Fault Tolerance Placement in the Internet of Things

Anastasiia Kozar
Bonaventura Del Monte
Steffen Zeuch
Volker Markl

May 30, 2024

Today's IoT applications exploit the capabilities of three different computation environments: sensors, edge, and cloud. Ensuring fault tolerance at the edge level presents unique challenges due to complex network hierarchies and the presence of resource-constrained computing devices. In contrast to the Cloud, the Edge lacks high availability standards and a persistent upstream backup. To ensure reliability, fault tolerance mechanisms have to be deployed on the edge devices along with processing operators competing for available resources. However, existing operator placement strategies are not aware of fault tolerance resource requirements, and existing fault tolerance approaches are not aware of available resources. This miscommunication in resource-constrained environments like the Edge leads to underprovisioning and failures. In this paper, we present a resource-aware fault-tolerance approach that takes the unique characteristics of the Edge into account to provide reliable stream processing.

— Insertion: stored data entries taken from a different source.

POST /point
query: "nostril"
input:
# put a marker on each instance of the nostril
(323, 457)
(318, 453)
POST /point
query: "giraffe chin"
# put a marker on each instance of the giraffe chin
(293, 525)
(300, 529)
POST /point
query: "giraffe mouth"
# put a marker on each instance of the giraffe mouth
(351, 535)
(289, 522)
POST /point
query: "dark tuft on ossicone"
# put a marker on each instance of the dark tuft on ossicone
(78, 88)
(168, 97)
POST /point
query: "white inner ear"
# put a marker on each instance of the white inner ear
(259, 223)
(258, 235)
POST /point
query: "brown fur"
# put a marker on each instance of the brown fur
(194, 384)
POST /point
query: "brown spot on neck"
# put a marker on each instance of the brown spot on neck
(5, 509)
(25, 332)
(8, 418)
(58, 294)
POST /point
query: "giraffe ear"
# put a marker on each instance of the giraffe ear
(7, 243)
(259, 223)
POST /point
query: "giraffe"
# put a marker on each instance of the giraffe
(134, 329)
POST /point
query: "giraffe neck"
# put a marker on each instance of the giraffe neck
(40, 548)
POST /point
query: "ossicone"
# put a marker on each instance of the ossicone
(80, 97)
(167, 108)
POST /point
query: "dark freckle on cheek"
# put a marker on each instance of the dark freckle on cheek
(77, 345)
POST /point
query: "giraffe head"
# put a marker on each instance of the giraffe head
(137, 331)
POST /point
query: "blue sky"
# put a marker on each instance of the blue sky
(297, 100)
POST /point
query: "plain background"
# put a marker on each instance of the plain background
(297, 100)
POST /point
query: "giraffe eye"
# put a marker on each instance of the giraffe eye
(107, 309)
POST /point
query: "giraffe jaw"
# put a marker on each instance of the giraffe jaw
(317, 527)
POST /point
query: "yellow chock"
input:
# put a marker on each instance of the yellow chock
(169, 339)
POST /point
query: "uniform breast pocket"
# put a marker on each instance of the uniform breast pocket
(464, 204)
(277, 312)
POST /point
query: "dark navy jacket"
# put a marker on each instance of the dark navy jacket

To this end, we model fault tolerance as an operator placement problem that uses multi-objective optimization to decide where to backup data. As opposed to existing approaches that treat operator placement and fault tolerance as two separate steps, we combine them and showcase that this is especially important for low-end edge devices. Overall, our approach effectively mitigates potential failures and outperforms state-of-the-art fault tolerance approaches by up to an order of magnitude in throughput.